6. Kekhawatiran itu ternyata cukup beralasan, karena setelah UU itu dilaksanakan, dan peran untuk akreditasi program studi diimplementasikan oleh LAM, pelaksanaan akreditasi yang semua pembiayaannya sebelumnya menjadi tanggungan negara, tanpa membebankan satu rupiah pun kepada masyarakat, sekarang biaya itu dibebankan kepada Perguruan Tinggi. Ini menunjukkan realitas pemerintah mengurangi kehadirannya dalam membantu meringankan beban masyarakat dalam pendidikan, dan menunjukkan kemunduran dari apa yang sudah positif dilaksanakan sebelumnya. Lebih dari itu, dari kasus LAM PTKes beban biaya yang ditanggung oleh PT adalah jauh lebih besar dari rata-rata alokasi anggaran yang selama ini diberikan Pemerintah kepada BAN. Ini sudah memunculkan pandangan negatif yang mengkhawatirkan LAM bisa menjadi suatu “unit bisnis” yang memberatkan dan membebani sebagian PT untuk melaksanakan aktivitasnya, di samping juga kekhawatiran pada aspek kredibilitas manakala ini tampil sebagai badan nir-laba yang ternyata memungut biaya yang dianggap mahal untuk suatu proses akreditasi.
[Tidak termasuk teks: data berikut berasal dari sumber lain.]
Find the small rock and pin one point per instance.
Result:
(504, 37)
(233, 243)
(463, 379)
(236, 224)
Keberadaan LAM Masyarakat seharusnya dianggap sebagai dukungan untuk membantu tugas Pemerintah dalam pendidikan, dan bukan mengalihkan tanggung jawabnya. Oleh karena itu keberadaan LAM Masyarakat, sebagaimana halnya LAM Pemerintah, seharusnya juga mendapat dukungan penuh dari Pemerintah dalam pendanaannya sebagaimana yang sudah dilakukan kepada BAN selama ini.